Pinocchio sits on Piazza del Mercato in Frascati, a hill town in the Castelli Romani about 20 kilometres southeast of Rome. That location matters more than it might initially seem. Frascati is leading known for its white wine and its role as a weekend escape for Romans, but it has historically lacked a restaurant that could hold its own against the stronger fine-dining addresses inside the city. Pinocchio fills that gap. For explorers who want to pair a serious meal with a day in the Alban Hills, this is the address that makes the trip worthwhile , not just a passable option but a destination in its own right.
The dining room is deliberately classical. The decor avoids current trends entirely: no exposed concrete, no ambient playlist curated to feel intimate, no open kitchen designed to perform. What you get instead is a composed, formal space that signals the kitchen's priorities. The room is built for the meal itself , for conversation conducted at a pace you control and for dishes that arrive without theatre. For food-focused guests who find the performative end of Italian fine dining exhausting, this is a genuine relief. The spatial arrangement lends the meal a certain gravity that the Piedmontese cuisine on the plate actually earns.

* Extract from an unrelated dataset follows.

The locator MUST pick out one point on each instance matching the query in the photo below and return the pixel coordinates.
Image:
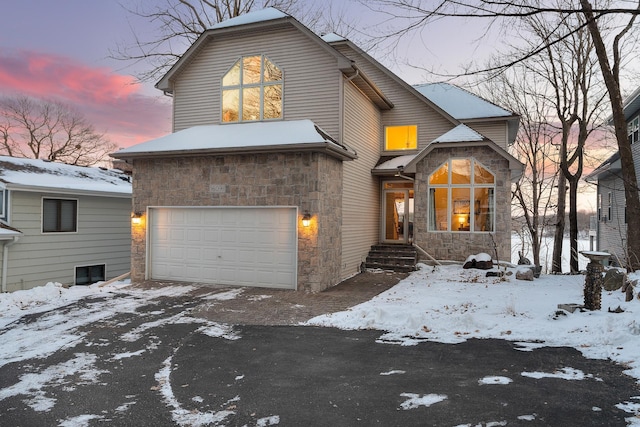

The cuisine brings northern Italian rigour to a setting that is geographically central Italian, and that tension is part of what makes Pinocchio interesting. Chef Piero Bertinotti runs a kitchen rooted in Piedmontese tradition , a cuisine that prizes technique, restraint, and the quality of primary ingredients over visual spectacle. The restaurant's approach to paniscia, a Piedmontese rice dish with beans, salami, and vegetables, shows the kitchen's intelligence clearly: rather than cooking the vegetables into the rice in the traditional manner, they are finished as a cream applied over the leading, adding visual contrast and a lighter texture without abandoning the dish's essential character. This is the kind of thoughtful, measured modernisation that OAD's Classical category is designed to identify and reward.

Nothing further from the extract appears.